Traditional academic life has removed the intellectual from the community. One outcome of this situation is that certain information or knowledge eludes the academy and university-trained thinkers. Unique ways of thinking are often discredited and excluded from the marketplace of ideas simply because the advocate was not certified by those who controlled the credentialing process. The Italian theorist, Antonio Gramsci, has best articulated the consequences of this situation. Social conflict, according to Gramsci, can produce people who have functioned similarly to university-trained intellectuals. He identified such people as “organic intellectuals.” This term will help us to focus upon what is representative and significant in the lives of self-trained intellectuals outside of the academy. In Gramsci’s opinion, “organic intellectuals direct the ideas and aspirations of their class even though they hold no formal status or employment as ‘intellectuals’.” While traditional scholars have been sustained by universities, patrons, or particular institutions, “organic intellectuals learn about the world by trying to change it, and they change the world by learning about it from the perspective of the needs and aspirations of their social group.” Gramsci’s description of the “organic intellectual” accurately depicts a neglected but important theme within African Diaspora Studies.¹
Throughout the academic year, our Mellon Research Workshop will examine the ideas, contributions, struggles, political activities, worldviews, and cultural ambiguities of a select community of self-trained intellectuals and the institutions / networks they created. This research endeavor is largely an uncharted historical terrain that has rarely been navigated by scholars of the African Diaspora. We also believe that this approach will also provide a broader social context for interpreting the contribution of self-trained intellectuals to the “’sociology of knowledge’ – the use and manipulation of knowledge as a scarce resource in the authoritative allocation of values in a society.”²
Our Mellon Research Workshop will focus upon a set of particularly pertinent questions that will guide our general investigation of each research topic. These include the following objectives: Did self-trained intellectuals employ the discipline of history in different ways than their university-trained colleagues? Did they raise different questions about the nature and meaning of Black struggle? What factors contributed to their participation in a triangular trade of Pan-African ideas among the United States, Africa, and the Caribbean? How and when did self-trained thinkers utilize activist politics or cultural / artistic weapons to mobilize working-class protest? What role did Black women play and did they face special problems that inhibited their participation in the community of self-trained intellectuals? Can we detect a specific methodology employed by self-trained Black thinkers? Did a unique spatial ethos contribute to the effective use of street corner meetings in Black urban communities?

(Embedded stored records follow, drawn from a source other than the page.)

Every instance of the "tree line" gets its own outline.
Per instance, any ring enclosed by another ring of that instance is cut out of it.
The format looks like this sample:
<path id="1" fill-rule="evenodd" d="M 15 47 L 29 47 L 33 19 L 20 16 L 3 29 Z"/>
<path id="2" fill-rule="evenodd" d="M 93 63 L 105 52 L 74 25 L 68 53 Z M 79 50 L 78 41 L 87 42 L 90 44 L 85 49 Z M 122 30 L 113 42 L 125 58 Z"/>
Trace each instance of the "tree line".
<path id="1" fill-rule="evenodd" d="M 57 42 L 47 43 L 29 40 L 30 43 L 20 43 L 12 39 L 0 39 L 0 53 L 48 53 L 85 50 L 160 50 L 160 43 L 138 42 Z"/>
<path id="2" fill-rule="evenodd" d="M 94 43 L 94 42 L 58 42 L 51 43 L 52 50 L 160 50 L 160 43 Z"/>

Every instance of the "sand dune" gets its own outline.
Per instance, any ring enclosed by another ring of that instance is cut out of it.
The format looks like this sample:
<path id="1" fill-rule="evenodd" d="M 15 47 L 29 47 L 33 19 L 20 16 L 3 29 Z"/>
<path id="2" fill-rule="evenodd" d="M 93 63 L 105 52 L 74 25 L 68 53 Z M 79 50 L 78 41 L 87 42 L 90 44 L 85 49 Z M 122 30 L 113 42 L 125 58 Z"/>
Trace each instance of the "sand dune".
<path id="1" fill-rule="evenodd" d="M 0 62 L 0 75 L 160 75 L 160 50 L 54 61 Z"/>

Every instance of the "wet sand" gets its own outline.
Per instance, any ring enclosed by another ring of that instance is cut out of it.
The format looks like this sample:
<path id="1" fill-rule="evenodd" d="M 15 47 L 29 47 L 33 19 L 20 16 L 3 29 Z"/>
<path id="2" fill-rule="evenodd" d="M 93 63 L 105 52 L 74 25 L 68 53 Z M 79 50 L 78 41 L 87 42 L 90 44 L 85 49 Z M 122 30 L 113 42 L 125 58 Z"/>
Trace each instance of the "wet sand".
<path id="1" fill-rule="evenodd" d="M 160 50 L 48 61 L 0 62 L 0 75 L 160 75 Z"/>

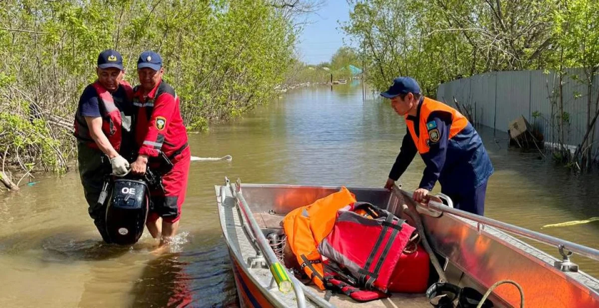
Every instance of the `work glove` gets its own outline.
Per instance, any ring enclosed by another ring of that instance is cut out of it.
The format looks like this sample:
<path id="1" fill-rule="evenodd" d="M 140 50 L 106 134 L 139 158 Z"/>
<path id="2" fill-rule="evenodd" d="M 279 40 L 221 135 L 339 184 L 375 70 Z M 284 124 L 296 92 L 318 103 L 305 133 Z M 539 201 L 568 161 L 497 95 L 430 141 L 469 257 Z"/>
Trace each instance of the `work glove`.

¹ Antonio Gramsci, Selections from the Prison Notebooks, edited and translated by Quintin Hoare and Geoffrey Nowell Smith (New York: International Publishers, 1971), 1-3 and 9-10; George Lipsitz, A Life in Struggle: Ivory Perry and the Culture of Opposition (Philadelphia: Temple University Press, 1988); and Jerome Karabel, "Revolutionary Contradictions: Antionio Gramsci and the Problems of the Intellectuals," Politics and Society, No. 6 (1976), 123-172.
² CAAS Newsletter, Vol. 2, No. 1, UCLA Center for Afro-American Studies (November, 1977), 2; and Martin Bernal, Black Athena: The Afroasiatic Roots of Classical Civilization, Vol. I: The Fabrication of Ancient Greece, 1785-1985 (New Brunswick: Rutgers University Press, `1987), xii.